Is f Integrable? A Proof Using Density of Rationals and Irrationals

[snipez90]

Homework Statement

Let f(x) = 0, if x is rational; 2 + x, if x is irrational, for all x in [0,1]. Show that f is not integrable

Homework Equations

density of rationals/irrationals, equation for L(f,P) and U(f,P), Darboux Integrability criterion

The Attempt at a Solution

L(f,P) = 0 because on any subinterval formed from two consecutive points in the partition of [0,1], there exists a rational x.

For U(f,P), I was thinking that I could just pick any irrational x so that sup{ f(x): x is an element of the subinterval from two consecutive points in the partition of [0,1] } = 2 + x.
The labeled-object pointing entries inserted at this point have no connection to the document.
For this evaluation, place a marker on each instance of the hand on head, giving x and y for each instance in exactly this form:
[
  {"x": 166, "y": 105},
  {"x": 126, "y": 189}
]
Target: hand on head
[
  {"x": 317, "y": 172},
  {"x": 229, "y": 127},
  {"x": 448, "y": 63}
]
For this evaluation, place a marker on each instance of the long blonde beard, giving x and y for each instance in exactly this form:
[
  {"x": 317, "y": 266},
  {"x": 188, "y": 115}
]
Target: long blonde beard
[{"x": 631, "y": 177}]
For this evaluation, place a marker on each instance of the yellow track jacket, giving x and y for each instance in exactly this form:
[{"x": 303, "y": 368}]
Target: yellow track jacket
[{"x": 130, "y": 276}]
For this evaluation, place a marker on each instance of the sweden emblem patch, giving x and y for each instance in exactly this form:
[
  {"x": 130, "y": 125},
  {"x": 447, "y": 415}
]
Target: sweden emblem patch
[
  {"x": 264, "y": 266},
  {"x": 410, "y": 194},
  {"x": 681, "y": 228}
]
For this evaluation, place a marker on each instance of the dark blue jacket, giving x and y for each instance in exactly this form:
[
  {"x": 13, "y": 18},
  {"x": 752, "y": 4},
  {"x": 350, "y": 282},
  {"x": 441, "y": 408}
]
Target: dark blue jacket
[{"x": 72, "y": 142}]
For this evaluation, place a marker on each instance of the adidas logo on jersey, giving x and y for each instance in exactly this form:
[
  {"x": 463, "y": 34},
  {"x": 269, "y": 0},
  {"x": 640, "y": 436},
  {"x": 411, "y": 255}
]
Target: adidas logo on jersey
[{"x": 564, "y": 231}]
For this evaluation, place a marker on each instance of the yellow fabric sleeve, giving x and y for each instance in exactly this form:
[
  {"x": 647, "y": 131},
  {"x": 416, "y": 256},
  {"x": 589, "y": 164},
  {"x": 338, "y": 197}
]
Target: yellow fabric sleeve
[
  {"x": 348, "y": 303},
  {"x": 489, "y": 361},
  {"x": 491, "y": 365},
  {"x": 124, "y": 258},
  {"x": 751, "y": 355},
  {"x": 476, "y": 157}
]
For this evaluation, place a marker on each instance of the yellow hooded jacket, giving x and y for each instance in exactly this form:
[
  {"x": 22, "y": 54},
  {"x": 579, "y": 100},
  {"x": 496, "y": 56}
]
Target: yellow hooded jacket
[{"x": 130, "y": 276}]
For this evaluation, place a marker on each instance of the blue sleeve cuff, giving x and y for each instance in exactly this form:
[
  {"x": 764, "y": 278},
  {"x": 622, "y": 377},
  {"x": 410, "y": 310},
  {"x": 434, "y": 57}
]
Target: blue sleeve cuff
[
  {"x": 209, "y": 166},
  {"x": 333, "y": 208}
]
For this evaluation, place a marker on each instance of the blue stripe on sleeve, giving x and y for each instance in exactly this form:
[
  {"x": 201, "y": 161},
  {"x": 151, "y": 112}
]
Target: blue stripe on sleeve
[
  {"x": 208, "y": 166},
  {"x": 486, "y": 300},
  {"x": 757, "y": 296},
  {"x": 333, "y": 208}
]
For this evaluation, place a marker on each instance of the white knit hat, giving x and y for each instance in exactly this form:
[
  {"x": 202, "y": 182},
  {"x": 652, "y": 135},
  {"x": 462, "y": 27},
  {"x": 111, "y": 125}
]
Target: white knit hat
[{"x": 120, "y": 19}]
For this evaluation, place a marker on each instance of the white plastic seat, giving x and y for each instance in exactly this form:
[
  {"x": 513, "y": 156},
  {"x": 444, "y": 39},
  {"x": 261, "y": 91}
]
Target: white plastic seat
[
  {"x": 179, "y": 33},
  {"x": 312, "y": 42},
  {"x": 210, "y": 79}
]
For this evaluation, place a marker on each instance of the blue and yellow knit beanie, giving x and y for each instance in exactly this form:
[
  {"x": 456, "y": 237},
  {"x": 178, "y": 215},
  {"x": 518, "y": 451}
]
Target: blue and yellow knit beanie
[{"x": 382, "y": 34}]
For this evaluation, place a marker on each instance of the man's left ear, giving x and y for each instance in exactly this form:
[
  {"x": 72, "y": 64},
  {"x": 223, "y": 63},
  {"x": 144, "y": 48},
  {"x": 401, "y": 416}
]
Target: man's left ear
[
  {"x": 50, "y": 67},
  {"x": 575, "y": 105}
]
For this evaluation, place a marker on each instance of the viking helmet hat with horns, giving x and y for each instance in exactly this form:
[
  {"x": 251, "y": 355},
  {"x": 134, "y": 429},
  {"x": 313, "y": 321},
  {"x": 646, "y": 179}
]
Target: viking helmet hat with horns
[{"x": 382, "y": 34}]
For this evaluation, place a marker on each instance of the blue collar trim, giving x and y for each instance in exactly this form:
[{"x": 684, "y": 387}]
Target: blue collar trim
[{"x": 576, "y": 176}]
Then note that since $$2+x \geq 2$$, $$U(f,P) \geq 2(b-a) > 0$$ so that

$$sup {L(f,P)} \neq inf {U(f,P)}$$

I left a few steps in demonstrating U(f,P) > 0 but is this a good approach?

 

[Dick]

Sort of. 2+x>=2. x<=1. Can you show any U(f,P)>=2 and any L(f,P)<=1?

 

[snipez90]

Hmm I was really lax about the bounds. U(f,P) >= 2(b-a) = 2. L(f,P) = 0, no matter what, I think, so L(f,P) is certainly <= 1.

As for U(f,P), could I just say that 2+x >= 2 for any x in [0,1] so that U(f,P) >= 2*SUMMATION{bunch of points that cancel out to give b -a}?

 

[Dick]

Sure U(f,P)>=2, but why do you think L(f,P)=0? Take the partition P of the intervals [0,1/2] and [1/2,1]. Then L(f,P)=1/4, I think.

 

[snipez90]

Sorry, here's my reasoning. The definition of L(f,P) is the summation of a bunch of products, each of which is of the form m*(d-c), where d and c are consecutive points in the partition and c < d. The quantity m is equal to inf{f(x) : c <= x <= d}. But assuming the density of the rationals, the quantity m will always be 0. Therefore, the summation of these products will yield 0 as well.

 

[Dick]

Oooops. Right. I misread the problem. Somehow I read it as f(x)=x for x rational instead of f(x)=0. So, yes, L(f,P)=0, U(f,P)>=2.

 

[snipez90]

Haha ok. Actually when you suggested x <= 1 I thought to myself did I put x instead of 0? Thanks for your help though. Especially in noting that it's probably a good idea to use the best bounds possible (I sometimes forget that b and a are given endpoints and leave b-a as b-a).